My surgeon in Atlanta wrote a letter for me to give to anybody in Official Ireland who could help. In it, he pleaded a case for compassionate exemption from hotel quarantine and to allow me to quarantine in my own home when I return from my surgery. I’ll be using a wheelchair, and have open wounds that require dressing. I will probably require help with washing and feeding myself, and with walking.
I started the process of taking a High Court case, but that would have been both expensive and incredibly stressful for somebody who is already chronically ill and in debilitating pain every day. I had to stop, because there’s only so much I can cope with.
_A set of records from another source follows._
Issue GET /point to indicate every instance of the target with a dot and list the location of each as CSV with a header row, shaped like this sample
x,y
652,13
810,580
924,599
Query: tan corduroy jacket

I contacted the HSE, the Department of Health, the Department of Justice, the Department of Foreign Affairs, US consular services, TDs, and Donnelly's office. In some emails, I even begged private secretaries to bring my case to the attention of Ministers. I requested review of the current legislation to include an exemption from hotel quarantine for the thousands of people who need to travel abroad for healthcare. Mostly, I was ignored, or dismissed.
So I went on national radio and put my private life in public. Exposing personal pain like this comes at a cost. Being that vulnerable is hard and scary. The response has been deafening silence. The Minister for Heath’s office did not respond to RTÉ for comment. And there’s a reason why you should care about this.
When a parliamentary question was put to Donnelly about the issue of hotel quarantine and people returning from medical treatment abroad, part of the response was: “Neither I as Minister for Health nor my department have a role in decisions relating to whether individual persons must enter mandatory quarantine or whether individual persons are exempted travellers. All such decisions are to be determined in accordance with the provisions of the Act.”
I'm so tired of fighting this disease. I'm so tired of women having no option but to leave Ireland to access healthcare. It's 2021 and we're still at it. We're still sending our girls and women overseas for medical treatment
This is an abdication of responsibility. It displays a staggering lack of compassion by a Minister for Health. Donnelly added that medical services are available at all times to ensure the health and wellbeing of every person in mandatory hotel quarantine. But I’ve heard of people, barred from leaving their rooms, having to wait five hours for a bottle of water to be delivered. It would be a terrifying prospect for me and my family to think that I might be alone, without the help I needed on hand.
Most of all, the Minister’s denial that he or his department has any role to play in deciding who has to go into mandatory hotel quarantine exposes a lack of accountability. Right now, this is about me and my supercommon gynaecological disease that can’t be treated effectively in Ireland. Tomorrow it might be you, or someone you love, who needs to travel for care.
I’m so tired of fighting this disease. I’m so tired of women having no option but to leave Ireland to access healthcare. It’s 2021 and we’re still at it. We’re still sending our girls and women overseas for medical treatment. And as the law currently stands, they’ll have to sit in a hotel alone for two weeks when they come home. It’s cruelty beyond measure.
If I can’t get an exemption from mandatory hotel quarantine, my disease in going to progress. I’m going to be in more pain. I’ll have to wait until the US is taken off the designated-states list. Then I’ll have to wait until another surgery date opens up. It’s going to be a horrible, painful process.
This is the part of the piece where I’m supposed to find meaning in a metaphor about a rose bush falling over. But I won’t do that. What I’ll do is tell you that I’m falling over. Some days I’m on the ground, laid out flat with pain, too tired to get up again.
There’s a fix for this. I just can’t go get it.